Suzanne Perling Hudson and Jenni Sorkin introduce their recent contributions to the noted Thames & Hudson World of Art series: Contemporary Art and Art in California, both published this year. The two art historians converse about their shared interests in revisionist history and recovering movements, artists, and trends.

The twentieth century brought radical changes in art―including the shift from modernism to postmodernism―which were accompanied by fierce debates about the place of painting in contemporary culture. Contemporary Painting argues that the medium has not only persisted in the twenty-first century, but also expanded and evolved alongside changes in art, technology, politics, and other factors.

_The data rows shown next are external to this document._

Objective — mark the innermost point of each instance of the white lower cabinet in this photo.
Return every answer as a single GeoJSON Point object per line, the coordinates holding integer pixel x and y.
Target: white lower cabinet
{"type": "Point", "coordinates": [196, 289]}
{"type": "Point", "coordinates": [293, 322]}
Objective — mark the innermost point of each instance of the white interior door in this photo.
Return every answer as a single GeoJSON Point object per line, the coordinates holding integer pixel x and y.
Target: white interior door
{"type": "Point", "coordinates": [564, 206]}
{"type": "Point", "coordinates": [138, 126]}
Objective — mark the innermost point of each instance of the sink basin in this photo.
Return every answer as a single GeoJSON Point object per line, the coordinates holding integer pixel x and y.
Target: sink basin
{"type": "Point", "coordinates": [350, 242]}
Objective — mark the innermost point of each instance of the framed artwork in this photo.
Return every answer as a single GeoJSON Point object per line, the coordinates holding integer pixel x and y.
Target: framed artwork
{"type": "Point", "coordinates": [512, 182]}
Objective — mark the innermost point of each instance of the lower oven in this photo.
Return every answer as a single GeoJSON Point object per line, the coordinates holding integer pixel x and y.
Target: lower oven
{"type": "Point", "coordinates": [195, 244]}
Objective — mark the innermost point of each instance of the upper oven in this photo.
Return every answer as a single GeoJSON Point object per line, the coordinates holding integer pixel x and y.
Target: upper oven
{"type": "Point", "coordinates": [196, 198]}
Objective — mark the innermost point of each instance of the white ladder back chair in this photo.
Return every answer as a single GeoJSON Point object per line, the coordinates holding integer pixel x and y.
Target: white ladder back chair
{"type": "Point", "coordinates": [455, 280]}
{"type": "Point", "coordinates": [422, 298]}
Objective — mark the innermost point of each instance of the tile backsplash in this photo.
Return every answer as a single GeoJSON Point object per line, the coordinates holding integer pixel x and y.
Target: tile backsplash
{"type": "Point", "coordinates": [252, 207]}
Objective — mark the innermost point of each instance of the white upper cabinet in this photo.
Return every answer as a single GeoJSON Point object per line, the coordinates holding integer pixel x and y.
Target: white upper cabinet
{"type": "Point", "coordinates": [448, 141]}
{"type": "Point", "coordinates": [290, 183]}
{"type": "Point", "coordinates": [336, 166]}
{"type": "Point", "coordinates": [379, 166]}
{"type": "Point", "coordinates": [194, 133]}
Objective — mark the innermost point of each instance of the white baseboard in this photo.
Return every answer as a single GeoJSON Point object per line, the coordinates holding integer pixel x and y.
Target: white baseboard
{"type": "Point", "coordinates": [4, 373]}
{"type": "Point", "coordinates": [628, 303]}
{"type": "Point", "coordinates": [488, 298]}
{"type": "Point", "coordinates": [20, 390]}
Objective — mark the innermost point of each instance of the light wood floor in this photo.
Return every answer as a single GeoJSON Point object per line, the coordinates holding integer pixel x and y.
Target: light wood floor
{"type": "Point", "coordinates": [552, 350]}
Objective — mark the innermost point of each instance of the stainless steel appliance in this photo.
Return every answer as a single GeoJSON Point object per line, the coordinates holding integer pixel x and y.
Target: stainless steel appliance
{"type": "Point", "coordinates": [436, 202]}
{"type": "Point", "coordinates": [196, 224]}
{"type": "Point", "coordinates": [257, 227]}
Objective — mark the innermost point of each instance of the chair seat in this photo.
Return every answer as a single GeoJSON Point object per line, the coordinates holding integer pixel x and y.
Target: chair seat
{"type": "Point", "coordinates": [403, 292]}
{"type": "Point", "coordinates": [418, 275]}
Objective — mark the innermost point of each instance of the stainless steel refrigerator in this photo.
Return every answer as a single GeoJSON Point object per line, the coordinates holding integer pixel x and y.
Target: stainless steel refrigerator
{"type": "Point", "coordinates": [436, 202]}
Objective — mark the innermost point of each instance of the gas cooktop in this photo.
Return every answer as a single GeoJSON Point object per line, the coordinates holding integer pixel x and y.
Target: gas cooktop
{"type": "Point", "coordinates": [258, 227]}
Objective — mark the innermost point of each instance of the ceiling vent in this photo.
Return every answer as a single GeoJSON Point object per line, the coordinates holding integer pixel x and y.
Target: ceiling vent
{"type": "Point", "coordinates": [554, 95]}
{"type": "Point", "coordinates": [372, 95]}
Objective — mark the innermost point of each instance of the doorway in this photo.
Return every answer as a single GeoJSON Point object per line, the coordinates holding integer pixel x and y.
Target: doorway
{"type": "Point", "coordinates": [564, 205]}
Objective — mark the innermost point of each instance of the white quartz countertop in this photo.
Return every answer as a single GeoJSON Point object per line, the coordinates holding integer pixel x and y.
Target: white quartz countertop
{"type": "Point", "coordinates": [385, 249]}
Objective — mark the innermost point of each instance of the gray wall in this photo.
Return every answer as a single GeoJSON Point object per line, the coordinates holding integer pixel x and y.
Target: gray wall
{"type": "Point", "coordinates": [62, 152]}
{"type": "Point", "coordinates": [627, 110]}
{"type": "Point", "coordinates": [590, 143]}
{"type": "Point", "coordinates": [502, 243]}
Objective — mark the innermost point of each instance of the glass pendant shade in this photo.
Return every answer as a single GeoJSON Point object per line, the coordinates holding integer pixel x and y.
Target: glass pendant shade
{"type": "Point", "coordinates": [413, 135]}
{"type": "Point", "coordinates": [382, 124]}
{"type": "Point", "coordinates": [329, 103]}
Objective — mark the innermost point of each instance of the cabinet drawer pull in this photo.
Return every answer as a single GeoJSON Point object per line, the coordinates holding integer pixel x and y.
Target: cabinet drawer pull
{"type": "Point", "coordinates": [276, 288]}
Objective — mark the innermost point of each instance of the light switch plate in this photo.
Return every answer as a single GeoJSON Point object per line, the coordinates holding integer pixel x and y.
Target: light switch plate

The book explores aspects of contemporary painting, from appropriation to the ways in which artists engage the body, and addresses issues such as queer narratives, race, activism, and climate. 

Hudson is associate professor of art history and fine arts at the University of Southern California in Los Angeles, where she was recently a Faculty Fellow in the Society of Fellows. An art historian and critic who writes with special emphasis on the history, theory, and conventions of painting and process, she is the author of Robert Ryman: Used Paint (2009) and Agnes Martin: Night Sea (2017). She is currently at work on Better for the Making: Art, Therapy, Process, a study of the therapeutic origins of art-making within American modernism.

Art of California focuses on the distinctive role the state has played in the history of American art, from early twentieth-century photography and Chicanx mural painting to the fiber art movement and beyond. Shaped by a compelling network of geopolitical influences―including waves of migration and exchange from the Pacific Rim and Mexico, the influx of African Americans immediately after World War II, and global immigration after quotas were lifted in the 1960s―California was at the forefront of radical developments in twentieth-century artistic culture. 

Sorkin is associate professor of the history of art and architecture at the University of California, Santa Barbara. She writes on the intersections between gender, material culture, and contemporary art, working primarily on women artists and underrepresented media. Her publications include Live Form: Women, Ceramics and CommunityRevolution in the Making: Abstract Sculpture by Women Artists, 1947–2016; and numerous essays in journals and exhibition catalogs.